The nation's Internet connection woes
It's been reported everywhere that out of 22 countries surveyed in Asia, the Philippines has the 21st fastest Internet speed. We're at the bottom of the list, right above Afghanistan. According to the list, Singapore has the top speed in the region at 122.43 Mbps. Compare that to our measly 3.64 Mbps.
Recent reports say that the government set a minimum speed of 256 kbps, which is hoped to be a step in the right direction in setting standards for Internet service providers and phone companies. By having a defined minimum, proponents claim, consumers will be able to get the speeds they were promised upon signing up for broadband plans.
One can argue that 256 kbps is still very low, even for a minimum, because modern websites are heavy. Anything under 500 kbps means that loading them would take a long time. Slow loading rates would then translate to failure in launching some elements of the page, such as high-resolution images and animations, which deprives the user of the complete experience.
Streaming – one of the most popular activities online – cannot be fully enjoyed when speeds are low as videos would buffer for a long time and sometimes stop loading altogether. For people who require using the Internet for work, especially to send and receive big files, a slow connection eats into their productivity and this results in time and money lost.
The Philippines' slow Internet situation is apparently such a big deal that hacktivists have had enough. Last week, Anonymous Philippines, the local arm of the international network, hacked and defaced the website of the National Telecommunications Commission in protest of the issue.

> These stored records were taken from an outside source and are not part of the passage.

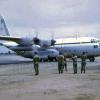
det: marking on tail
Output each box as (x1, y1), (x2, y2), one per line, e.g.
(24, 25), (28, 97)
(0, 16), (10, 36)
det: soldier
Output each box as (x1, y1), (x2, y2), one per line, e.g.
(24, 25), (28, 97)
(81, 52), (87, 73)
(72, 53), (77, 74)
(57, 53), (64, 74)
(64, 53), (67, 71)
(33, 52), (40, 75)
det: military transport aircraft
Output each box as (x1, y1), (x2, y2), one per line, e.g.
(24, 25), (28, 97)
(0, 16), (59, 60)
(0, 17), (100, 61)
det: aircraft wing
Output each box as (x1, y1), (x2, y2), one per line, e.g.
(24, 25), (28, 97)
(0, 36), (21, 43)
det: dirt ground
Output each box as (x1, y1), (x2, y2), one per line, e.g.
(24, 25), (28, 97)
(0, 63), (100, 100)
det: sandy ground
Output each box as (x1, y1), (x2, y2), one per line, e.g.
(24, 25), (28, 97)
(0, 59), (100, 100)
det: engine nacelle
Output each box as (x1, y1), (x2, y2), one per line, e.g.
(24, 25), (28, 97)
(19, 38), (33, 46)
(33, 37), (56, 47)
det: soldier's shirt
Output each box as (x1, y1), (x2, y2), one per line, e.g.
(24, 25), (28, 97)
(33, 55), (40, 64)
(81, 55), (87, 62)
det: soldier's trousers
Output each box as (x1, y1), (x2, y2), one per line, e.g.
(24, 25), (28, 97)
(81, 62), (86, 73)
(34, 64), (39, 75)
(73, 62), (77, 74)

“We, Anonymous Philippines, are sympathizing with our fellow Filipino netizens whose battle cries are the 'OVER PROMISED, UNDER DELIVERED' system of our internet service providers; it is the neigh direct proportionality of our Internet speeds and bandwidths in relation to price,” part of the hackers' message reads.
Currently, speeds can fluctuate so drastically and crash to as low as 10 kbps. Regular speeds for plans that promise 1 Mbps, on the other hand, average around 400 to 600 kbps.
Slow Internet speed is not the country's only connectivity problem. Another hot-button issue is the so-called fair use policy covering “unlimited” data promos offered by mobile service providers, which are essentially not unlimited since speeds are lowered to dial-up modem levels when subscribers reach a daily or monthly data cap – something that Anonymous Philippines is also fighting against.
Subscribers are not asking for Singapore levels speeds. We realize that it's wishful thinking to hope for the ability to surf at over 100 Mbps in this country. But we certainly believe that we deserve more than the third-world kind of service currently being offered by telcos. Unfortunately, we suspect that the telcos and maybe even the NTC don't share that belief. Perhaps for them, this is all we Filipinos are entitled to. And that is where the problem lies.